Hirschberg: Judenfeindschaft in der Mitte der Gesellschaft
Hirschberg. (nare) Die Zahlen, die das Bundesinnenministerium vor rund einer Woche veröffentlicht hat, sprechen erschreckenderweise für sich: Mit rund 55.000 Fällen haben die politisch motivierten Straftaten einen Höchststand seit der Einführung der Statistik im Jahr 2001 erreicht. Und allein diese Zahlen zeigten bereits, weshalb Albrecht Lohrbächers Vortrag "Judenfeindschaft in der Mitte der Gesellschaft" aktueller ist denn je. Zu diesem Vortrag hatte der Arbeitskreis Ehemalige Synagoge Leutershausen am vergangenen Sonntagabend eingeladen.

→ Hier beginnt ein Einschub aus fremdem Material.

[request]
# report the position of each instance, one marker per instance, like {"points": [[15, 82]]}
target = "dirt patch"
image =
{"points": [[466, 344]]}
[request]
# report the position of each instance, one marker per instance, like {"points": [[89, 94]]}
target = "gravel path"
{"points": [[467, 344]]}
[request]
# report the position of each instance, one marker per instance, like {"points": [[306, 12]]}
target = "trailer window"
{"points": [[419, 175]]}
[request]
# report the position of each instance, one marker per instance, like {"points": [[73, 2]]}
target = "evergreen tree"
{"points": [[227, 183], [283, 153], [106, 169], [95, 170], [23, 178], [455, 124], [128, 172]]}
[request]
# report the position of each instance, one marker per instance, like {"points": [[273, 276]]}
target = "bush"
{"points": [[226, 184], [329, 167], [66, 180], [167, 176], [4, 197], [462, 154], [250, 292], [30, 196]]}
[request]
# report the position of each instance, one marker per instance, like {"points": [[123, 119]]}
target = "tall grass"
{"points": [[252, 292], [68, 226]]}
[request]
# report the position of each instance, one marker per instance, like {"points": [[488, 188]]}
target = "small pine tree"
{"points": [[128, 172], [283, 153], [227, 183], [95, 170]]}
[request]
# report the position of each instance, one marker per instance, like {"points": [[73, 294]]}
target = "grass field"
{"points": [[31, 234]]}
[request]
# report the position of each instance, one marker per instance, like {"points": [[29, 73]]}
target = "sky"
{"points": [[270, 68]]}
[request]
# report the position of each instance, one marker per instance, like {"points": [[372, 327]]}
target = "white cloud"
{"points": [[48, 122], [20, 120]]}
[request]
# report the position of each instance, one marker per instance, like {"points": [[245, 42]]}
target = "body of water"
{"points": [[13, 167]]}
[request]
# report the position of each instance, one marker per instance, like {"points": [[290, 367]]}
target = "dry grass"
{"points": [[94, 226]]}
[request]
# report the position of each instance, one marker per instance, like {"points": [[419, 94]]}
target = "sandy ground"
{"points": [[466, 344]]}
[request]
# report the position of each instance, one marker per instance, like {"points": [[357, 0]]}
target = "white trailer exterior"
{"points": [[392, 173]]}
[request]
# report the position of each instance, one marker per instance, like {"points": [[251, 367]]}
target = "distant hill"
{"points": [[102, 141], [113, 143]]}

Gleich zu Beginn stellte Lohrbächer klar, dass die vom Bundesinnenministerium erfassten und veröffentlichten Daten nur die Spitze des Eisbergs seien. Zahlreiche der politisch motivierten Straftaten richten sich gegen Juden, und obwohl die Zahl derart deutlich zunehme, würden viele der Vorfälle gar nicht erst gemeldet und tauchten somit in keiner Statistik auf. Und doch sind sie da, und viele der in Deutschland lebenden Juden leben in Angst. "Es ist dringend, worüber wir reden. Wir haben ‚Warnstufe rot‘", mahnte der evangelische Theologe bei seinem Vortrag in der Alten Synagoge in Leutershausen. Denn der Alltagsantisemitismus habe in den vergangenen Jahren nochmals neue Dimensionen erreicht.
So seien die Juden von Verschwörungstheoretikern mit dem Corona-Virus in Verbindung gebracht worden, und auch unter Schülern nehme der Antisemitismus zu, so Lohrbächer. All das führe dazu, dass Juden in Deutschland zunehmend Angst davor hätten, ein Symbol zu tragen oder zu Veranstaltungen zu gehen. "Ein jüdischer Gottesdienst kann in Deutschland nicht mehr ohne Polizeiüberwachung stattfinden. Wo sind wir hingekommen?", fragte Lohrbächer sich und die Zuhörer. Dass dies trotz der in Deutschland so intensiv praktizierten Erinnerungskultur zum immer größeren Problem werde, sei widersprüchlich und besorgniserregend.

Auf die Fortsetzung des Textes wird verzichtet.